Cindy JobsADHD In The Workplace, Health and Well-Being, Organization, Productivity

“Never compare your insides to everyone else’s outsides.”

― Anne Lamott 

Have you ever caught yourself thinking . . .

  • “I want to be like Susie; she’s so organized.”
  • “I want to be like Kathy; she has great hair.”
  • “I want to be like Janet; she is an amazing cook.”

I’m a big fan of the meditation app Headspace, not just for the guided meditation but for the daily introspection I’m exposed to through the pre-meditation primers. The other day, Andy (the meditation and mindfulness expert behind Headspace) made a couple of interesting observations that I will paraphrase:

When we compare ourselves to others, we take away not only from ourselves but also from the others we are comparing ourselves to.

And,

What we may be comparing is not better or worse, just different.

Hmmmm. After I processed those for a bit, I wholeheartedly agree. When we compare bits and pieces of a person, we only see a segment of the whole person.

For example, if I say I want to be like Susie and I’m only focusing on Susie’s organizational skills, what other parts of her am I ignoring?

Suppose I want to be like Kathy with her fabulous hair. What other unique qualities might Kathy have that I’m not giving credit to?

And what if Betty has ten other things she does as well as cooking? What am I missing?

Not only am I focusing on only a tiny fragment of the whole person, but I am also discounting my own qualities and assuming I am less than whole because I do not have that one trait I am focusing on.

We are not less than whole; we are just different. Like a pine tree, apple tree, oak tree, and palm tree are different, they are still whole.

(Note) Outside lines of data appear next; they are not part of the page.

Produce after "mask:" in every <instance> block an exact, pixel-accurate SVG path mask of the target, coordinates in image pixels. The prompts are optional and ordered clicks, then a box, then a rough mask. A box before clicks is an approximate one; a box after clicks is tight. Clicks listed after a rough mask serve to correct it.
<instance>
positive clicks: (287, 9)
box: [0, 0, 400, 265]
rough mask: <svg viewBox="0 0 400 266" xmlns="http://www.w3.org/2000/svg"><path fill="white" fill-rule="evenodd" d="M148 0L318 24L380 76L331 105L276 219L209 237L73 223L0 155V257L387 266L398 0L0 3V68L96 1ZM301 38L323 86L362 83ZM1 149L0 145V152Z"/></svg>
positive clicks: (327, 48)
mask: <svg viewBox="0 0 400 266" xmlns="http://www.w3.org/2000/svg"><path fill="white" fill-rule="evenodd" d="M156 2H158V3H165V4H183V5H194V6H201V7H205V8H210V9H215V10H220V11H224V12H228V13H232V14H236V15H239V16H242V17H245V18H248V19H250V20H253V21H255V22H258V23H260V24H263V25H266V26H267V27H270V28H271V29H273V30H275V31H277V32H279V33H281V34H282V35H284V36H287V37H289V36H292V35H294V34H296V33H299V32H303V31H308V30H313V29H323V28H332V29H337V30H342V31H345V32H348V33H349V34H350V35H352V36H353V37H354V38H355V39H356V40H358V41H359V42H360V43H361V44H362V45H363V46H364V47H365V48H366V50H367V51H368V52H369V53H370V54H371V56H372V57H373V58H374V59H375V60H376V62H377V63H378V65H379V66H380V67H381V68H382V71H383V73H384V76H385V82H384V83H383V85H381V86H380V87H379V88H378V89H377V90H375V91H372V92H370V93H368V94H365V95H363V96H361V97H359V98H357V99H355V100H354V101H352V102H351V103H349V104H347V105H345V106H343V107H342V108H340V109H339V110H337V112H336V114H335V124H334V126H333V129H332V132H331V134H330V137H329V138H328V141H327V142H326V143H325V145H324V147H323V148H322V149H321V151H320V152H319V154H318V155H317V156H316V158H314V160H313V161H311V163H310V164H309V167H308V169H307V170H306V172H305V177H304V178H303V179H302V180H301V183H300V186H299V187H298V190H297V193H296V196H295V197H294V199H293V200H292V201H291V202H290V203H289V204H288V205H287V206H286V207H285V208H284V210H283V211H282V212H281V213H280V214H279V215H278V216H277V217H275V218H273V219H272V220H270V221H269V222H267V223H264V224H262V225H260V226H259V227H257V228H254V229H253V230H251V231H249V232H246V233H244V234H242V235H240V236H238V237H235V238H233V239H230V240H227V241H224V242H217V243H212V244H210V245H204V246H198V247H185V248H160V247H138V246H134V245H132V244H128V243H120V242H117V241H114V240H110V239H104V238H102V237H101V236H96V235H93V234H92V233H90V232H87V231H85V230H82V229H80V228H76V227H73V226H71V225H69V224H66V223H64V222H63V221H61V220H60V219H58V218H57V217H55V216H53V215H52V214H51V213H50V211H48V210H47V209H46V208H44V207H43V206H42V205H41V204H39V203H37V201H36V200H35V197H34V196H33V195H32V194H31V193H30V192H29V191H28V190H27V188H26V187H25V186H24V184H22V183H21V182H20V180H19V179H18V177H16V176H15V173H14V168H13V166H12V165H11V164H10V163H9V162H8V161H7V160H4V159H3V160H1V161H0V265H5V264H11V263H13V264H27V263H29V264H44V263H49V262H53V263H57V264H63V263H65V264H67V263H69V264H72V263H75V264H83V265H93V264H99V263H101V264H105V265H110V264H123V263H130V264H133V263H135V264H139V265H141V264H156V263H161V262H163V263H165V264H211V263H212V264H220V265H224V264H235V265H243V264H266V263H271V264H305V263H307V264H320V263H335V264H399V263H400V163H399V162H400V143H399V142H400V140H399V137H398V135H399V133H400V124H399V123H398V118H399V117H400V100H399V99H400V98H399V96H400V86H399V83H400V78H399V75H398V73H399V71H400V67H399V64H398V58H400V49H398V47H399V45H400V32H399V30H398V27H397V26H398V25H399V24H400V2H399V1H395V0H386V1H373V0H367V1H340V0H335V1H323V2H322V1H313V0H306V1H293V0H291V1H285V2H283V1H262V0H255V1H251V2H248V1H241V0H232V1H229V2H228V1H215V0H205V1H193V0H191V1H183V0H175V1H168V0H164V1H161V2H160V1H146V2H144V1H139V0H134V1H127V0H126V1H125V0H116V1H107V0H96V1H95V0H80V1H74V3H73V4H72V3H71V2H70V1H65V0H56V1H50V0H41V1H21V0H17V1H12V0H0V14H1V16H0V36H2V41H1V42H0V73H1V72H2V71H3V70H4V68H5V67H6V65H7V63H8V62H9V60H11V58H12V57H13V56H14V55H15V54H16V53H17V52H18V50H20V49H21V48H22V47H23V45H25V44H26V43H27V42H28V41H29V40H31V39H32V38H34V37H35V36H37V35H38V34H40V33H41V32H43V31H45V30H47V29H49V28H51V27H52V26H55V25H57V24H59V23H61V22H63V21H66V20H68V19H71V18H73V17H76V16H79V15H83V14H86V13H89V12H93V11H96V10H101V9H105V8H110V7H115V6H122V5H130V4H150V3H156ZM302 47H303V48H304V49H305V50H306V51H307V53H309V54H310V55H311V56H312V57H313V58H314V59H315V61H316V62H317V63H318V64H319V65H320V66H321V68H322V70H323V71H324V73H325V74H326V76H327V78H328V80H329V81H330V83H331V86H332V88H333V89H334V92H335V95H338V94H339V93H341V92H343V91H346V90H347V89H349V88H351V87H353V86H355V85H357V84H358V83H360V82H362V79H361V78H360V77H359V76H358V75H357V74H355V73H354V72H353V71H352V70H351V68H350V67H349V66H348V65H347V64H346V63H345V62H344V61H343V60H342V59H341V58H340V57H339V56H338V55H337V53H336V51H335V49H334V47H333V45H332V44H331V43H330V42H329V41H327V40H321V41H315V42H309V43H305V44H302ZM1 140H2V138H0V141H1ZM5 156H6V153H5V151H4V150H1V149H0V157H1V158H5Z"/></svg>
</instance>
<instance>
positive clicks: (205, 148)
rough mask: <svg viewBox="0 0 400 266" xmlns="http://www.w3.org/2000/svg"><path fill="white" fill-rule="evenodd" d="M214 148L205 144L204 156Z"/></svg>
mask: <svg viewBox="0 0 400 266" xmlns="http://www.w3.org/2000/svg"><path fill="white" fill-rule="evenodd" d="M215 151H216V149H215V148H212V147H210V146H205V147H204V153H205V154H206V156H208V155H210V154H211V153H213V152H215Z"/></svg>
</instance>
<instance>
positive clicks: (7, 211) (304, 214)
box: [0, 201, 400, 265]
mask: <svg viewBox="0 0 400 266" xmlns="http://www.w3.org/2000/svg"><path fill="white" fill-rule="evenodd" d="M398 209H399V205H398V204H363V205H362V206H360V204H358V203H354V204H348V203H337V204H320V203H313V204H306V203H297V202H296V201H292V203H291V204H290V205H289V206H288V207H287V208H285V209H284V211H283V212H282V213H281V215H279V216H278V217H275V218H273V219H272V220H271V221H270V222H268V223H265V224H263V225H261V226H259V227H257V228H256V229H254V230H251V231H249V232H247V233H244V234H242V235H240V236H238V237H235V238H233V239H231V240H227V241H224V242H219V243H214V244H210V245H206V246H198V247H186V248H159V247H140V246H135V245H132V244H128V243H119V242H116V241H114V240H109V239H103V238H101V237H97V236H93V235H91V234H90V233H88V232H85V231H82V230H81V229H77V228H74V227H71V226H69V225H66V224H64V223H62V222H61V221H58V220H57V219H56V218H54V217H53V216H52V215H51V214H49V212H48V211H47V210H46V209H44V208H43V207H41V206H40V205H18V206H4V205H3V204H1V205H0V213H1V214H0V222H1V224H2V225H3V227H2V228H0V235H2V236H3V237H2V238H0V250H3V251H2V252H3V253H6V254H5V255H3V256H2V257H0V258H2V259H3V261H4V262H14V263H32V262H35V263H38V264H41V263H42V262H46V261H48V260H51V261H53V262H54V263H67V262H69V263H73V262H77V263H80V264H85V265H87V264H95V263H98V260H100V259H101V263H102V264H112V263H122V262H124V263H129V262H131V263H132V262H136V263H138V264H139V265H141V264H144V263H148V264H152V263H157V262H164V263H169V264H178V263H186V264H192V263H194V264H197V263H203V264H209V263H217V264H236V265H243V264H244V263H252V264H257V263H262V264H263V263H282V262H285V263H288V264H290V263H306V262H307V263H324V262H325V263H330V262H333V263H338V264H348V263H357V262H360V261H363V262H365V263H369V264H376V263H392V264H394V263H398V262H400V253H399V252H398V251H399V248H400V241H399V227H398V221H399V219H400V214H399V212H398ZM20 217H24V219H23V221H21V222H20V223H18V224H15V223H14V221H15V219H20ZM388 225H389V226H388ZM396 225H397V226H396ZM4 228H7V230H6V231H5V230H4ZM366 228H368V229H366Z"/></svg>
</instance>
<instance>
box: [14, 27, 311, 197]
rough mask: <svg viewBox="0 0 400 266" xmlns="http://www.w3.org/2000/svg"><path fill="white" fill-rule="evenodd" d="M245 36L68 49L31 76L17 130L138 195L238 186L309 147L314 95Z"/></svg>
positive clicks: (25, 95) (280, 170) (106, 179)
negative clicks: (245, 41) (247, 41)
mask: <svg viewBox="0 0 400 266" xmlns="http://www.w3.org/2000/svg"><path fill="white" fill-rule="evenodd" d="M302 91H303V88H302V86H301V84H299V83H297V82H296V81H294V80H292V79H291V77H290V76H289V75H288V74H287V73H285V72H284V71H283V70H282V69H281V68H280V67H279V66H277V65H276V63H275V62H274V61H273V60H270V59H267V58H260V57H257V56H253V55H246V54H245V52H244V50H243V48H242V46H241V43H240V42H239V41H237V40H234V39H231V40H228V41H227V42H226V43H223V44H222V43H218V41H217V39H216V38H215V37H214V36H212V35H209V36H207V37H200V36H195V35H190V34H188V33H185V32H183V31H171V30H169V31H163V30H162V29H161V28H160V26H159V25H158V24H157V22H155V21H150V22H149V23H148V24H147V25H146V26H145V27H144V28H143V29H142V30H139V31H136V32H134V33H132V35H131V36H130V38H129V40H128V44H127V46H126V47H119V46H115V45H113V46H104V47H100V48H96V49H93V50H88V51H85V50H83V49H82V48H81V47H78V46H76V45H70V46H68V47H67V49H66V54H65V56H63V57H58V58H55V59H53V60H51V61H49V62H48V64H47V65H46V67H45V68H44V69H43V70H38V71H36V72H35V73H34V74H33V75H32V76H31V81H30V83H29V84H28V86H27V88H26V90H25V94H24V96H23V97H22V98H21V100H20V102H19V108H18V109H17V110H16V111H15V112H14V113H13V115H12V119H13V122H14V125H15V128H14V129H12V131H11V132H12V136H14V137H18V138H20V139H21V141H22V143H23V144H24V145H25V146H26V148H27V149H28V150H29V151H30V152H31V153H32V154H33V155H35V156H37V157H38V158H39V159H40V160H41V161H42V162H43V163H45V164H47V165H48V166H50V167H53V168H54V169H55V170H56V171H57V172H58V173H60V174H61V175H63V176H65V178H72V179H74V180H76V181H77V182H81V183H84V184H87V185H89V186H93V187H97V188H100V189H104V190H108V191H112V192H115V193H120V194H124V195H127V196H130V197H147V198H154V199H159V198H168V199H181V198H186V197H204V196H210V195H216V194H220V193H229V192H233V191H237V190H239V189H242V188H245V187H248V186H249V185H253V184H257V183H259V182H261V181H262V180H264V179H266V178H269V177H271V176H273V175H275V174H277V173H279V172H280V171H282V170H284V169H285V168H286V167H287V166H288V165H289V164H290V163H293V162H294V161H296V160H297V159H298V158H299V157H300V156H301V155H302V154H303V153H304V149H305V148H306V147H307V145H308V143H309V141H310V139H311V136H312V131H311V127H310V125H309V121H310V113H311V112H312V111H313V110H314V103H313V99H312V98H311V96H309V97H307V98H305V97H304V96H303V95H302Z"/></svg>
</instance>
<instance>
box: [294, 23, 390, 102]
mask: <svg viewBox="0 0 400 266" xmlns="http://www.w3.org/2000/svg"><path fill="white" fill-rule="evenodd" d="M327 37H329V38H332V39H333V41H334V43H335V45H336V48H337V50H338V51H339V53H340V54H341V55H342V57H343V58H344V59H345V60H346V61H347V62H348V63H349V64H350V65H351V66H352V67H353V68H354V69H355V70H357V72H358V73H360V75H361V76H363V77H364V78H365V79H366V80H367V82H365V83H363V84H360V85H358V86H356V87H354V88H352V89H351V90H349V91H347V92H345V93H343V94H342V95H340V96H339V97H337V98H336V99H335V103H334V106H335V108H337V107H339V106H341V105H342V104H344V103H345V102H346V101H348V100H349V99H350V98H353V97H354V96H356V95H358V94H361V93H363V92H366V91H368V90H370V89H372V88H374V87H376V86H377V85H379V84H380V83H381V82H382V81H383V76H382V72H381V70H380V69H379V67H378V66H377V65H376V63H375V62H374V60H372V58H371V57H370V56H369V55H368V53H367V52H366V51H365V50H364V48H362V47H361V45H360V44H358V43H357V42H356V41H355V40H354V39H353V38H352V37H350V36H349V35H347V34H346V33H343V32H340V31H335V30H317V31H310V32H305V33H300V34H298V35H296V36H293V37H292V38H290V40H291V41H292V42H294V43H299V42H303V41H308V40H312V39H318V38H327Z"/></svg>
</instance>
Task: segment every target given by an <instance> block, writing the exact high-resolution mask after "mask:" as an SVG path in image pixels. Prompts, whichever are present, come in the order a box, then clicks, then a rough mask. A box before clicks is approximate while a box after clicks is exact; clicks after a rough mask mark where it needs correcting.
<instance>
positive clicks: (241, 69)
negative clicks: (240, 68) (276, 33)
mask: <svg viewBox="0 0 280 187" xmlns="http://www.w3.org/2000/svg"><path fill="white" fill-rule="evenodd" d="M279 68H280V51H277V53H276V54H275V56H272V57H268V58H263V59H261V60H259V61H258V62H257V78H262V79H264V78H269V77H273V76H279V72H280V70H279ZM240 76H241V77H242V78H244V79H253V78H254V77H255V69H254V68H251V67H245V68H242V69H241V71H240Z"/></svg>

Although I’m pretty organized, I will never have great hair or be a fantastic cook. But I am still whole.

A shift in perspective:

  • “Susie is so organized. I wonder where she learned that.”
  • “Kathy has the best hair. I’m going to ask her what product she uses.”
  • “Janet is an amazing cook. I wonder where she gets her recipes.”

When I focus on a small piece of the outside image I see of others, I am potentially overlooking other remarkable qualities about that person and, simultaneously, many of my unique qualities.